Insects display “avoidance” behaviors. These include running away, hiding, moving randomly, etc. These resemble human pain behaviors…but are they pain behaviors for the insects?

I can’t think of any way to test this. (Brain scan techniques, maybe?)

[QUOTE=GaryM]

Didn’t God give man dominion over all the animals on earth?

Besides, they are delicious.
[/quote]

Point to GaryM:

Genesis 9:3 - Every moving thing that liveth shall be meat for you; even as the green herb have I given you all things.

I don’t know about dogs, but I have heard that cats eventually go blind on a vegetarian diet. That would lead to a greatly reduced chance of after-weaning survival in the wild. I will say that I once had neighbors who owned a blind cat; The car was loved and well cared for and hence was well-adjusted. He even memorized his way around the yard, and was smart enough to avoid areas where there were cars.
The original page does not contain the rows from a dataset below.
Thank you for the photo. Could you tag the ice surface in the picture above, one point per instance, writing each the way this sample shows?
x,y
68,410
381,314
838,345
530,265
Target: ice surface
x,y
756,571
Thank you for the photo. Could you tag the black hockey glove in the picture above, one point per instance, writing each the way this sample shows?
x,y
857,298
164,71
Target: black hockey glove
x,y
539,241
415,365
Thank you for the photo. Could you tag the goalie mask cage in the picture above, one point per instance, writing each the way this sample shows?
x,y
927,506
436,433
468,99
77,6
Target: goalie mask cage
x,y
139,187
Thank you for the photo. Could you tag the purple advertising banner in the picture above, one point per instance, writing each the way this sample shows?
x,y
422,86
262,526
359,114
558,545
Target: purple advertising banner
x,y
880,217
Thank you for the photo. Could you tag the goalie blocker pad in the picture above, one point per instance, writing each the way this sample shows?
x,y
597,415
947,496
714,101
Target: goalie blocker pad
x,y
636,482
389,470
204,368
You can be the strongest person or the most brainy person in the world on vegetarian diet as well. No problems.

Except pigs. And lobsters, and clams, and shrimp. And birds of prey.

Almost every animal, once you get into the 47 Commandments in part II.

Christians get these back on the table in Acts 10.

Go blind and worse. Cats are obligate carnivores. They can’t synthesize several nutrients that are only found in animals, and their ability to digest plant matter at all is minimal.

Agreed. As I said before, it’s a continuum, where I’m very confident about my conclusions about other humans, and almost as confident about my conclusions about clouds of hydrogen gas, but in the middle I’m less confident.

This is why I think a combination of behaviorism and neurology is most helpful. When a being’s physical structure, AND its responses to stimuli, are relevantly similar to a human’s, it seems parsimonious to conclude that its experience of that stimulus is relevantly similar to a human’s.

To annoy people that try to act as if they are morally superior to me.

The meat-free dishes of my culture suck and are insufficiently nutritious to sustain life.

I prefer to avoid cultural appropriation as much as possible, and adopting another culture’s cuisine without accepting or appreciating their history and worldview is Western arrogance at its most blatant.

Ironically, my conscience is somewhat more assuaged by eating meat than not eating meat. After more than 2 or so days of not eating meat, most birds and non-pet mammals look tasty to me, and the urge to kill them is somewhat disturbing. Fish also look tasty, but they often look tasty even if I had recently eaten meat and I don’t empathize with them as much as with non-water animals.

That’s possibly the silliest reason I’ve ever heard for eating meat. If you’re satirizing PC attitudes, well done :).